Note: The first third referred to NATO countries and their allies, the second third referred to Russia and communist bloc and allies, the final third was all other countries.

AlanC1 Kwiziq Q&A super contributor

Hi Gruff, 

This question was asked before, and I suggested a different answer in the comments to this lesson:

https://french.kwiziq.com/revision/grammar/how-to-use-ordinal-numbers-differences-between-french-and-english-use

 

I don't quite understand your answer - even if the world is divided into three parts, "third" or "tiers" must still refer to an order rather than a fraction, otherwise they would all be the "third world".
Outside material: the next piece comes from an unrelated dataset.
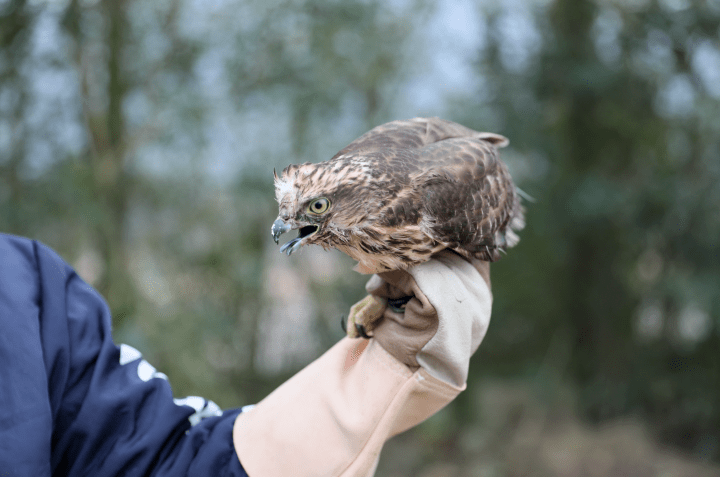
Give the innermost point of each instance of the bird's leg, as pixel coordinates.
(360, 330)
(364, 316)
(398, 304)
AnnC1Kwiziq Q&A regular contributor

Merci. Peut-être cela m'aidera à m'en souvenir.

GruffKwiziq team member

Hi Alan, thanks for pointing that out. You're correct about the relation to "third estate" and that actually made me think quite hard about the nuances here in both languages. I agree that "fraction" isn't really the interpretation but then the ordinal third isn't quite right either. The point about the controversy is that, in English at least, "third" came to be heard as a ranking of importance, rather than the third of three distinct categories (unranked, but rather enumerated).

Although we only have one word in English, I think we still have the same nuance of a rank/order versus an enumeration.
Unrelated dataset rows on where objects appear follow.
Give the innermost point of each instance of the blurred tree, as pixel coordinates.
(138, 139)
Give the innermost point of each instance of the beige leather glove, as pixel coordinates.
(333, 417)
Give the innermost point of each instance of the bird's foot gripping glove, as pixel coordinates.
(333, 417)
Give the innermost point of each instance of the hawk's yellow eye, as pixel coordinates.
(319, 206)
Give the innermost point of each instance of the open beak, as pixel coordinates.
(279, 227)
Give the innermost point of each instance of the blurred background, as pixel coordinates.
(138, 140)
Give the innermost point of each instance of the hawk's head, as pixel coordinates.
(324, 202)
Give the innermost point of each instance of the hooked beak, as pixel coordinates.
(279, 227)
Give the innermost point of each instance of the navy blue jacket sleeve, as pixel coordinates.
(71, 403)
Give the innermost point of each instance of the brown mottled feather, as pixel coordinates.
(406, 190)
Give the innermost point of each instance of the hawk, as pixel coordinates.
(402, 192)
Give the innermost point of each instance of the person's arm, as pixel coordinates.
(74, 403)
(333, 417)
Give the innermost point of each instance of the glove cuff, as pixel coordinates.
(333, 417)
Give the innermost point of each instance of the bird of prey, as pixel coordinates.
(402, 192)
It's the same enumeration sense that we use in "third party" (as opposed to "third place", which is a rank). 

Does that make sense?

AlanC1 Kwiziq Q&A super contributor

That makes sense, although as soon as you assign numbers to the categories you create an ordering, even if it's arbitrary. I would have said that "third" was an ordinal number.
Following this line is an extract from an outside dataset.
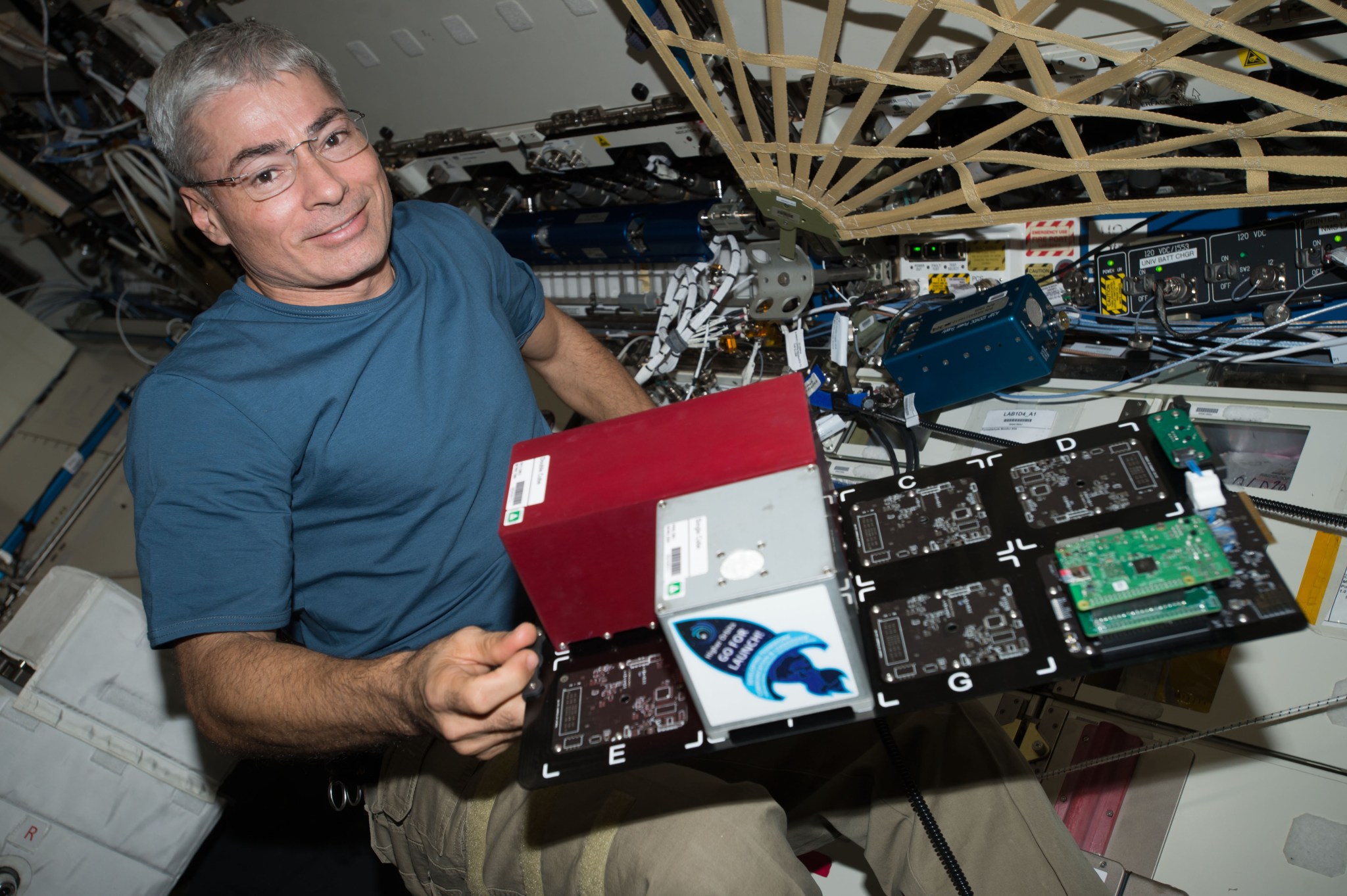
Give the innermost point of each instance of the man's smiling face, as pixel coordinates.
(325, 239)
Your example of "third party" is interesting, since I think that would be either "tiers" or "tierce personne". So maybe there is a pattern here of using "tiers" to avoid implying an order. However it could just be that tiers was used historically to mean third in a sequence, which was my original theory.

CécileKwiziq team member

Hi , Just to add to the debate ...

This is a expression dating from a post-war world to describe and classify the different socio- economic blocs on the planet.

I am not a mathematician but ‘tiers’ cannot be a fraction here as ‘Le tiers-monde’ doesn’t represent a third of the planet . It signifies the countries which are under-developed so it represents an order - 

Le premier monde,  being the richest capitalist  countries with a market economy,

Le deuxième monde were the socialist countries of the former Eastern block,

Le tiers monde which were the under-developed countries, i.e. poor countries .

This has changed and is changing all the time and the term has become out of favour as pejorative I presume...

People like to speak of ‘Les pays les moins avancés’ now as a kinder representation of those countries with very low economic status.

Hope this helps!

Why is it le tiers monde rather than le troisième monde since tiers is normally a fraction?